If they are not the same, you set dp[i][j] to the maximum of dp[i - 1][j] and dp[i][j - 1]. This represents the fact that the LCS up to text1[i-1] and text2[j-1] is the longer of the LCSs found by either omitting the last character of text1 or omitting the last character of text2.

Returning the Result

The value in dp[m][n] at the end of the algorithm contains the length of the LCS of text1 and text2, which is the final result.

This approach efficiently solves the problem by ensuring that each subproblem is only solved once and that its solution is used to solve larger subproblems, leading to an overall polynomial time complexity of O(m*n), where m and n are the lengths of the input strings.

Dynamic number of subproblems

300:Given an integer array nums, return the length of the longest strictly increasing subsequence.

function lengthOfLIS(nums: number[]): number {
  const m = nums.length;
  const dp = new Array(m).fill(1);

  for (let i = 0; i < m; i++) {
    let lastItem = nums[i];
    for (let j = 0; j < i; j++) {
      if (nums[j] < lastItem) {
        dp[i] = Math.max(dp[i], dp[j] + 1);
      }
    }
  }

  return Math.max(...dp);
}

368:Largest Divisible Subset Given a set of distinct positive integers nums, return the largest subset answer such that every pair (answer[i], answer[j]) of elements in this subset satisfies:

answer[i] % answer[j] == 0, or answer[j] % answer[i] == 0 If there are multiple solutions, return any of them.
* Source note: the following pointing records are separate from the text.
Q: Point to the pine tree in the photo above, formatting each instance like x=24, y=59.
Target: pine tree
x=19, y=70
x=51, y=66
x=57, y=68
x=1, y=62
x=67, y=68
function largestDivisibleSubset(nums: number[]): number[] {
  nums.sort((a, b) => a - b);
  const dp = new Array(nums.length).fill(1);
  const pre = new Array(nums.length).fill(-1);

  let maxLen = 1;
  let maxIdx = 0; //Record the position of the last element in the largest divisible subset
  for (let i = 0; i < nums.length; i++) {
    const lastItem = nums[i];
    for (let j = 0; j < i; j++) {
      if (lastItem % nums[j] == 0 && dp[j] + 1 > dp[i]) {
        dp[i] = dp[j] + 1;
        pre[i] = j;
      }
    }

    if (dp[i] > maxLen) {
      maxLen = dp[i];
      maxIdx = i;
    }
  }
  // if you don't want to use if block to update the maxLen and maxIdx,you can do below:
  // const maxLen = Math.max(...dp)
  // const maxIdx = dp.indexOf(maxLen)
  const res = [];
  while (maxIdx !== -1) {
    res.push(nums[maxIdx]);
    maxIdx = pre[maxIdx];
  }

  return res;
}

139:word break

function wordBreak(s: string, wordDict: string[]): boolean {
  const wordSet = new Set(wordDict);
  //  dp[i] will be true if the substring s[0...i-1] can be segmented into dictionary words.
  const dp: boolean[] = Array(s.length + 1).fill(false);
  dp[0] = true; // Base case: empty string

  for (let i = 1; i <= s.length; i++) {
    for (let j = 0; j < i; j++) {
      const sub = s.slice(j, i);
      if (dp[j] && wordSet.has(sub)) {
        dp[i] = true;
        break;
      }
    }
  }

  return dp[s.length];
}

1.Create an array dp where dp[i] will be true if the substring s[0…i-1] can be segmented into dictionary words.

2.Initialize dp[0] = true, indicating that an empty string can always be segmented.

3.For each index i from 1 to length of s, check every possible substring s[j…i-1] (where j < i). If dp[j] is true and the substring s[j…i-1] is in the dictionary, set dp[i] to true.

4.The value of dp[length of s] gives the answer.